Kapuas, pojokindonesia.com – Dua anggota Kelompok Penyelenggara Pemungutan Suara (KPPS) di Kabupaten Kapuas, Kalimantan Tengah, yang terlibat dalam pelanggaran tindak pidana Pemilu, dijatuhi hukuman penjara selama dua tahun oleh Majelis Hakim Pengadilan Negeri Kuala Kapuas. RS (26), seorang anggota KPPS, dan HS (45), Ketua KPPS, dinyatakan bersalah karena melakukan pencoblosan surat suara atas nama orang lain yang terdaftar dalam Daftar Pemilih Tetap (DPT) pada Pemilihan Kepala Daerah (Pilkada) yang berlangsung pada 27 November 2024.
Vonis terhadap kedua terdakwa dibacakan dalam dua sidang terpisah pada hari yang sama, Senin, 23 Desember 2024, di Pengadilan Negeri Kapuas. Sidang perkara nomor 231/Pid.Sus/2024/PN/Klk dijalani oleh RS, sementara HS disidangkan dalam perkara nomor 232/Pid.Sus/2024/PN/Klk. Sidang ini juga dihadiri oleh Ketua Badan Pengawas Pemilu (Bawaslu) Provinsi Kalimantan Tengah, Satriadi, dan Ketua Bawaslu Kabupaten Kapuas, Iswahyudi Wibowo.

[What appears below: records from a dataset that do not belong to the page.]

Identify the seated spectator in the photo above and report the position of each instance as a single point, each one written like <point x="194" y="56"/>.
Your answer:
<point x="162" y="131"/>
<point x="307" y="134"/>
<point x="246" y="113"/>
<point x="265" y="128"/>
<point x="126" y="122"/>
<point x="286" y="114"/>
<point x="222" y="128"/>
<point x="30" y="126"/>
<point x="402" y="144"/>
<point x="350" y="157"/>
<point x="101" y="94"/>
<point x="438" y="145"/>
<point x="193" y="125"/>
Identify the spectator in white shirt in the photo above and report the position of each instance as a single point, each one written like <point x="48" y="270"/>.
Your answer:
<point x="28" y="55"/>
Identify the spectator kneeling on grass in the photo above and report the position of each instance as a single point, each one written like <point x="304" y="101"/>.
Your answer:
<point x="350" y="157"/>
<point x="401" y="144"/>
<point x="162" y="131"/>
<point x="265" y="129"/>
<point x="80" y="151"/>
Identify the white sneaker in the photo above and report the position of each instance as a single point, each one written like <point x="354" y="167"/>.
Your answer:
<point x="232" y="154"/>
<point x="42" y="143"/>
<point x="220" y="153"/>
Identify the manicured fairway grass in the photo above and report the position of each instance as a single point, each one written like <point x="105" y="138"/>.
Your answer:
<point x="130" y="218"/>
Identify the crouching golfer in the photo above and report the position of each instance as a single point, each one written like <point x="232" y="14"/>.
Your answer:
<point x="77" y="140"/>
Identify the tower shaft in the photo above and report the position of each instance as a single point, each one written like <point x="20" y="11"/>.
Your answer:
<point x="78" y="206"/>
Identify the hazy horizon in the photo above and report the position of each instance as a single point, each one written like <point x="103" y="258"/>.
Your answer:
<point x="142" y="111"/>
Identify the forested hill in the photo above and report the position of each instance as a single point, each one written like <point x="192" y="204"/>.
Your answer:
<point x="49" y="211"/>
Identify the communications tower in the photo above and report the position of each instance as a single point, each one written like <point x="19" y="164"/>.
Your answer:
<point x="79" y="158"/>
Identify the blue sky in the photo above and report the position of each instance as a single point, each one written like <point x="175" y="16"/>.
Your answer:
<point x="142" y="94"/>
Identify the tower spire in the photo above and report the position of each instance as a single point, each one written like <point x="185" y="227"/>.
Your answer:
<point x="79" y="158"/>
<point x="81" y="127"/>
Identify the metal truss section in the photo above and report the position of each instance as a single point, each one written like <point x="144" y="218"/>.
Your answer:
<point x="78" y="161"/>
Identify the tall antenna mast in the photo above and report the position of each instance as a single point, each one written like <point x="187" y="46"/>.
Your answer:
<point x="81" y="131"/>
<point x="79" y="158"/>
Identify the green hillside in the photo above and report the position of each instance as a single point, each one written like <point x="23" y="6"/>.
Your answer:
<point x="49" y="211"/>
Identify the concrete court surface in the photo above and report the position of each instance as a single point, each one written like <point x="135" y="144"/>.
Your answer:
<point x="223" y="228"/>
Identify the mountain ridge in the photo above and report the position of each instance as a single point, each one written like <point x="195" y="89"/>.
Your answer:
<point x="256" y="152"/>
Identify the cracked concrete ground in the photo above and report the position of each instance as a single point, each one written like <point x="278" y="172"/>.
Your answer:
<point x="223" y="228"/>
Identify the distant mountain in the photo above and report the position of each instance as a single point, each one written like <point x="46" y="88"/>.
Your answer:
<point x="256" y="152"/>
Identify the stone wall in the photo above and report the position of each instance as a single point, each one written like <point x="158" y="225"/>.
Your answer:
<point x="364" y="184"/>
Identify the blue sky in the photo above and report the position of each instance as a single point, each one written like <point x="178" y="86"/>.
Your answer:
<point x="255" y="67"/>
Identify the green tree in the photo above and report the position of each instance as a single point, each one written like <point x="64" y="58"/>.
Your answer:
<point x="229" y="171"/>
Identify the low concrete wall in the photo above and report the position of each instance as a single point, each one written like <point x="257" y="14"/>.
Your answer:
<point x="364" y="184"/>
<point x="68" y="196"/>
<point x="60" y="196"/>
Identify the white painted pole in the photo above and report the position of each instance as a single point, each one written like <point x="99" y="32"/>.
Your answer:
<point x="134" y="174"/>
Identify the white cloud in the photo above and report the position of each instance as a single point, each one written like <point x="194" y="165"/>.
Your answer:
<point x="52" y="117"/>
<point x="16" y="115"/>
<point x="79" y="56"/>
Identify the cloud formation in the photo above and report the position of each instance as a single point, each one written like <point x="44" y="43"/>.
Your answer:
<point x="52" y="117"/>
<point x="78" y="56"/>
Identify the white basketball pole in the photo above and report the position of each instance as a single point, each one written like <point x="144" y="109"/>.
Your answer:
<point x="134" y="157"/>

Dalam putusannya, Majelis Hakim menyatakan bahwa pelanggaran yang dilakukan oleh kedua tersangka sangat jelas melanggar aturan Pilkada, khususnya dalam hal penyalahgunaan hak pilih. RS dan HS terbukti melakukan pencoblosan surat suara atas nama pemilih yang terdaftar dalam DPT, namun tidak hadir di TPS 04 Kelurahan Selat Utara pada hari pemungutan suara. Pelanggaran ini dianggap sangat serius, karena merusak integritas proses demokrasi dalam pemilu.

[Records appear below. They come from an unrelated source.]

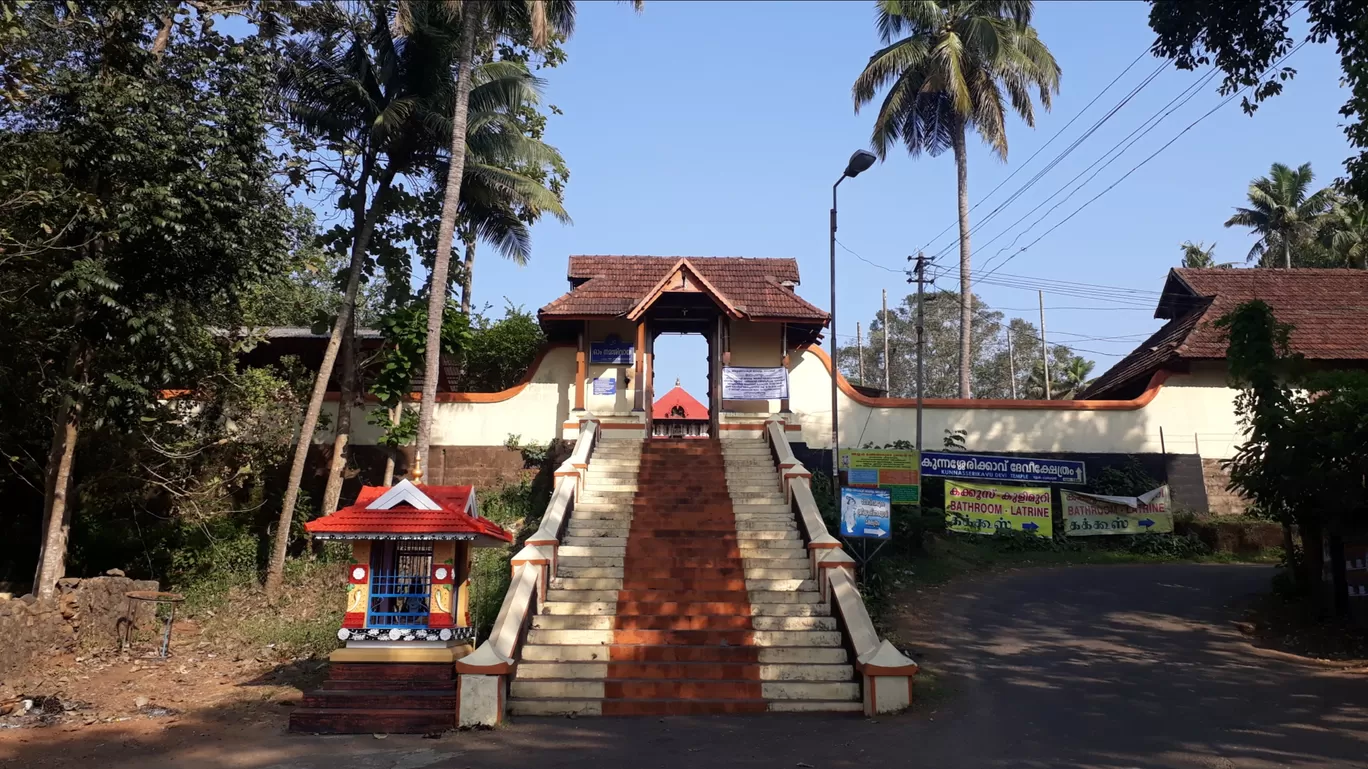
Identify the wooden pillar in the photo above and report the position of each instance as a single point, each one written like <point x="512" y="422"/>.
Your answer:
<point x="464" y="552"/>
<point x="580" y="366"/>
<point x="639" y="390"/>
<point x="359" y="586"/>
<point x="647" y="378"/>
<point x="783" y="360"/>
<point x="443" y="576"/>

Ketua Bawaslu Kabupaten Kapuas, Iswahyudi Wibowo, yang turut hadir dalam sidang, menegaskan bahwa kasus ini menjadi pembelajaran penting bagi semua pihak yang terlibat dalam penyelenggaraan pemilu. “Kejadian ini harus menjadi pelajaran bagi kita semua, baik penyelenggara pemilu, peserta, maupun masyarakat. Kami berharap peristiwa ini bisa menjadi peringatan yang tegas bahwa setiap pelanggaran dalam pemilu, terutama yang melibatkan penyelenggara, akan berhadapan dengan sanksi pidana yang sangat merugikan,” ujarnya setelah persidangan.
Iswahyudi juga menjelaskan bahwa meskipun pelanggaran tersebut terjadi, dampaknya tidak memengaruhi hasil akhir Pilkada. “Tindak pidana yang dilakukan oleh kedua tersangka bersifat personal, tidak memengaruhi hasil Pilkada secara keseluruhan. Pemilu sudah selesai, dan hasilnya telah diterima. Pengadilan telah memberikan putusan yang sah dan mengikat, jadi ini merupakan ranah yang berbeda,” tambahnya.
Majelis Hakim yang memimpin sidang adalah Dr. Putri Nugraheni (Ketua), bersama hakim anggota Wuri Mulyandari dan Pebrina Permata Sari untuk perkara nomor 231 yang melibatkan RS. Sementara itu, untuk perkara nomor 232 yang melibatkan HS, sidang dipimpin oleh Hakim Ketua Diah Pratiwi, dengan hakim anggota Syarli Kurnia Puteri dan Istiani.
Dalam sidang yang berlangsung pada Senin tersebut, Hakim Ketua Dr. Putri Nugraheni membacakan putusan untuk RS, yang dijatuhi hukuman 24 bulan penjara dan denda sebesar Rp 24 juta, subsider 1 bulan kurungan penjara jika denda tidak dibayar. Sementara itu, untuk HS, vonis yang dijatuhkan sama, yaitu 24 bulan penjara dan denda yang sama, dengan subsider hukuman 1 bulan kurungan.
Setelah pembacaan putusan, baik pihak terdakwa maupun Jaksa Penuntut Umum (JPU) diberi kesempatan untuk mengajukan banding atas putusan tersebut. Namun, baik RS dan HS, melalui penasihat hukum mereka, menyatakan menerima keputusan Majelis Hakim.
Kasus ini menjadi sorotan penting dalam Pemilu 2024, karena menyoroti tantangan dalam memastikan proses pemungutan suara yang adil dan sah. Bawaslu berharap agar seluruh penyelenggara pemilu dan masyarakat dapat lebih waspada dan berhati-hati dalam pelaksanaan pemilu selanjutnya, untuk menghindari terjadinya pelanggaran serupa di masa depan.